Reporter: Dea Chadiza Syafina | Editor: Djumyati P.
JAKARTA. Neraca perdagangan Indonesia pada September 2013 kembali mengalami defisit mencapai US$ 657,2 juta. Padahal pada Agustus 2013, neraca perdagangan mengalami surplus US$ 132,4 juta.
Defisit impor tersebut disebabkan oleh impor migas. Kepala Ekonom Bank Negara Indonesia (BNI) Ryan Kiryanto mengungkapkan, program penghematan bahan bakar minyak (BBM) tidak mencapai tujuannya.
Menurut Ryan, kondisi ini patut diwaspadai karena konsumsi BBM bersubsidi masih tinggi. Penyebabnya, masyarakat susah diajak berhemat BBM, sehingga dampaknya adalah defisit transaksi berjalan masih akan tinggi.

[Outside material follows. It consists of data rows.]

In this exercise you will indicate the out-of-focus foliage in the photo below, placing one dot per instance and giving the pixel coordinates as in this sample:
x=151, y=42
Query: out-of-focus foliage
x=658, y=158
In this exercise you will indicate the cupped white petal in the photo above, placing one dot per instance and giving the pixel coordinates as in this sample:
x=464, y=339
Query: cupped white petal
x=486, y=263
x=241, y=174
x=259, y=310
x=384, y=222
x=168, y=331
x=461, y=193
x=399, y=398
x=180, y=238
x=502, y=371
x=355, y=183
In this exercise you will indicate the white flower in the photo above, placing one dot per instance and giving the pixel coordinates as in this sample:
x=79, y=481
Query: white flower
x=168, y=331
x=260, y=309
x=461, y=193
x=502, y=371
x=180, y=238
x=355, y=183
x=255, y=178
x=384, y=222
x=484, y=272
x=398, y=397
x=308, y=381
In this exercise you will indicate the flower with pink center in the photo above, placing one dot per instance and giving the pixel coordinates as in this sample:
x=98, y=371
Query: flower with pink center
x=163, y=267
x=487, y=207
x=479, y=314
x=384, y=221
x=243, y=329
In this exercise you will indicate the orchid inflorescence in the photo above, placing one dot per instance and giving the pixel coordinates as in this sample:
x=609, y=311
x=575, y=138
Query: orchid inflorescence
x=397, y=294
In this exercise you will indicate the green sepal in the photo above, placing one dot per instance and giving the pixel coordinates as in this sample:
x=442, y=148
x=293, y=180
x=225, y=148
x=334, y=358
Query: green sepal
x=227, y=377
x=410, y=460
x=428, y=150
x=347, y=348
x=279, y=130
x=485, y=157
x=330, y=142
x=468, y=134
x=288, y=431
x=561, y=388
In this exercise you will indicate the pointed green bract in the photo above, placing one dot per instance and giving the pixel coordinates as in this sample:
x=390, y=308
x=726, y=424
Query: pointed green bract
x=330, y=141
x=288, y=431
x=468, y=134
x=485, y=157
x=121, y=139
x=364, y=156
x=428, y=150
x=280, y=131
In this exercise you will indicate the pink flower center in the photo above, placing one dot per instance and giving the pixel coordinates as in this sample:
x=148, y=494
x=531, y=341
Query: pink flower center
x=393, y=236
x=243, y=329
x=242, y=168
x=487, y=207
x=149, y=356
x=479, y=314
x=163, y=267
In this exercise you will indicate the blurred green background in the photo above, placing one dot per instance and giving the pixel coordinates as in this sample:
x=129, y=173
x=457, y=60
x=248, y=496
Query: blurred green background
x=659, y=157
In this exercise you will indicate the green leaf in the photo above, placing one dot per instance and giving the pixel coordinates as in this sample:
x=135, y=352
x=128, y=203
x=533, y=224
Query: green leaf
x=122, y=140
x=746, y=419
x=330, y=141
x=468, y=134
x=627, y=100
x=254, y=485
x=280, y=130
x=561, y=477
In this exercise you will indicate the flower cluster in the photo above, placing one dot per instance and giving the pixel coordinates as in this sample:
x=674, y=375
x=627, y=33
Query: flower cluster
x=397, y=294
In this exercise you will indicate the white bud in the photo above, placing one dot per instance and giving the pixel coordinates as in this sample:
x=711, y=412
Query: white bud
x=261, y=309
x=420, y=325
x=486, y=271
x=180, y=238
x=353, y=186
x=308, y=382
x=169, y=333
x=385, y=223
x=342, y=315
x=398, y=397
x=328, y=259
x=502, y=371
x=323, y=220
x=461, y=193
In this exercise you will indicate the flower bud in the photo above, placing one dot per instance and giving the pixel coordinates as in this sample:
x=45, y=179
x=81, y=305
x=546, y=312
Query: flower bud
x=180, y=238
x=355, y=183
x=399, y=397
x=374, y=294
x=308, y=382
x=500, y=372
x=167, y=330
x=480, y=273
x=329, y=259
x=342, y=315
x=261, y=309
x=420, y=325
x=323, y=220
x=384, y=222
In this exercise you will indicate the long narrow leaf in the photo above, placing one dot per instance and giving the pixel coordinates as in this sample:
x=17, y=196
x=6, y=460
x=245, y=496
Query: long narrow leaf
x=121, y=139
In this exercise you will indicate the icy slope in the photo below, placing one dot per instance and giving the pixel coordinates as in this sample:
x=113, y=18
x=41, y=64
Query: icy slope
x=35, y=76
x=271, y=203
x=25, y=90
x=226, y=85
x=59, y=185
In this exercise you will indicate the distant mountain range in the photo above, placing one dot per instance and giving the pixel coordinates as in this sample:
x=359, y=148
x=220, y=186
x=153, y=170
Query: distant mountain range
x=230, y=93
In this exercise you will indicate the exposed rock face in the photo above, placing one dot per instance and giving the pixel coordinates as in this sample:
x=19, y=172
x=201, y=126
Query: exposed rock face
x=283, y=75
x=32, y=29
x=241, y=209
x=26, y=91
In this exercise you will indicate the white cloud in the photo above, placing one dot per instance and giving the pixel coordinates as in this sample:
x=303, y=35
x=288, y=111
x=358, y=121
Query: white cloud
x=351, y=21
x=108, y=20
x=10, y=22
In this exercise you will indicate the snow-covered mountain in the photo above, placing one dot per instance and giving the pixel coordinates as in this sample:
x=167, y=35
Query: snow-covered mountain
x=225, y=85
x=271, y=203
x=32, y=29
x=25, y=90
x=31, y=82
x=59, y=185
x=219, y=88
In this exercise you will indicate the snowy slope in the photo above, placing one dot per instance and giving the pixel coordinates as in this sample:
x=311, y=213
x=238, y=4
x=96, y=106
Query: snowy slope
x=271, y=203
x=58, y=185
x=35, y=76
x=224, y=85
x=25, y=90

"Defisit transaksi berjalan (termasuk trade) masih akan membayangi hingga tahun 2014, bahkan mungkin saja hingga 2015," ujar Ryan saat dihubungi pada Jumat (1/11).
Ryan menyebutkan, defisit transaksi berjalan hingga akhir tahun sekitar 3,0%-3,4% dari total produk domestik bruto (PDB). Sebelumnya, Deputi Gubernur Senior Bank Indonesia Mirza Adityaswara mengungkapkan BI akan mewaspadai neraca perdagangan yang kembali mengalami defisit.

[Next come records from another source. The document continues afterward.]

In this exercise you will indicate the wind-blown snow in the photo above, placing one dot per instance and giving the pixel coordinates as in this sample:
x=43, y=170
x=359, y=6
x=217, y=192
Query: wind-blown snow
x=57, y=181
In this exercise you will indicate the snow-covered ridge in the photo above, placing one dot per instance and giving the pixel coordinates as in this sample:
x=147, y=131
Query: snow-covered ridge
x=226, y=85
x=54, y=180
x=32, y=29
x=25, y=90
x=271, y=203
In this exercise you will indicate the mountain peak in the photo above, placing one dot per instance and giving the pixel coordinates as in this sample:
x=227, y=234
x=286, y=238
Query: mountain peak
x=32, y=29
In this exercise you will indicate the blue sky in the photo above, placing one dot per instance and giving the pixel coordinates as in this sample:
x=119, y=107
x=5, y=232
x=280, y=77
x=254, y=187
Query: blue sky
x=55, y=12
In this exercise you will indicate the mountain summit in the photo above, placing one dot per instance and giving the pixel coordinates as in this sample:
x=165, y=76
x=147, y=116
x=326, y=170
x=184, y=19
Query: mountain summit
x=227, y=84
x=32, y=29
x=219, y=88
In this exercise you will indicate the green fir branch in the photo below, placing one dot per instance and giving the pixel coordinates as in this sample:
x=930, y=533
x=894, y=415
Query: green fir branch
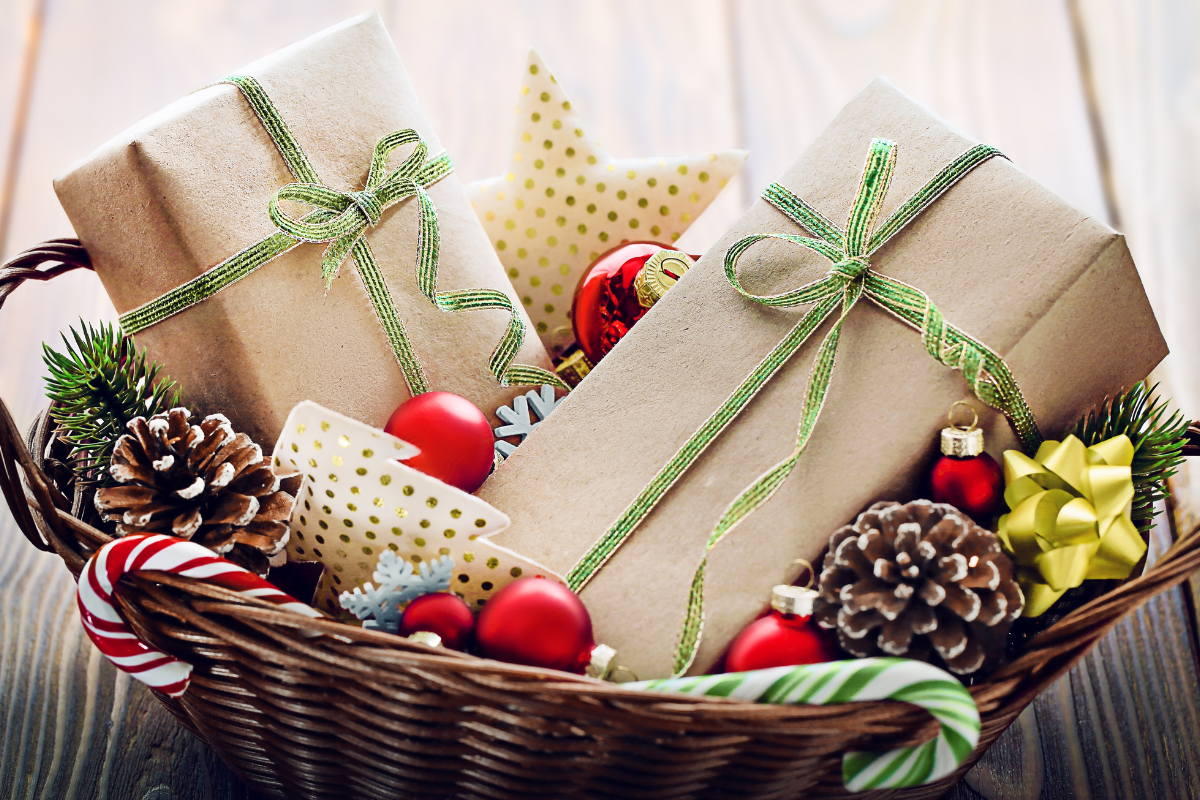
x=1157, y=440
x=99, y=384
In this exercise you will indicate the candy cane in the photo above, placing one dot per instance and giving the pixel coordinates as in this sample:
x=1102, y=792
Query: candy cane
x=865, y=679
x=113, y=636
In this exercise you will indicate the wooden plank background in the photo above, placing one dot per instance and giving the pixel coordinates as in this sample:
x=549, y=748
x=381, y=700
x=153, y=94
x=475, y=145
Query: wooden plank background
x=651, y=78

Sebab, kondisi ini akan mempengaruhi upaya penurunan defisit transaksi berjalan. Pertimbangannya, defisit impor disebabkan oleh impor migas itu. Hal ini terjadi setelah pemerintah menyesuaikan harga BBM ke level Rp 6.500/liter.
Impor migas September 2013 mencapai US$ 3,669 miliar. Nilai tersebut turun tipis 0,06% jika dibandingkan bulan sebelumnya sebesar US$ 3,672 miliar.
"Tampaknya impor migas masih cukup kuat, sehingga neraca migas defisit. Padahal ini sebenarnya yang paling struktural. Karena ekonominya gerak terus, sementara sumber energi yang utama masih datang dari migas, produksi dalam negeri stagnan. Sehingga, dipenuhi dari impor. Akibatnya, impor migas kita setiap bulan masih terus defisit," jelas Mirza.
Di sisi lain, surplus neraca non migas menipis dari US$ 1,023 miliar ke US$ 494 juta. Menurut Mirza, angka neraca perdagangan juga harus terus diwaspadai, terutama impor migas setelah terjadi kenaikan harga BBM.
Jika tren defisit ini terus berlanjut, maka akan mempengaruhi upaya penurunan defisit transaksi berjalan hingga akhir tahun. Sebab, untuk mencapai defisit transaksi berjalan yang turun ke level 3,4% sesuai proyeksi BI, impor harus terkendali dan ekspor naik. BI juga akan terus menggunakan bauran kebijakan seperti nilai tukar untuk mengendalikan impor dan mendorong ekspor.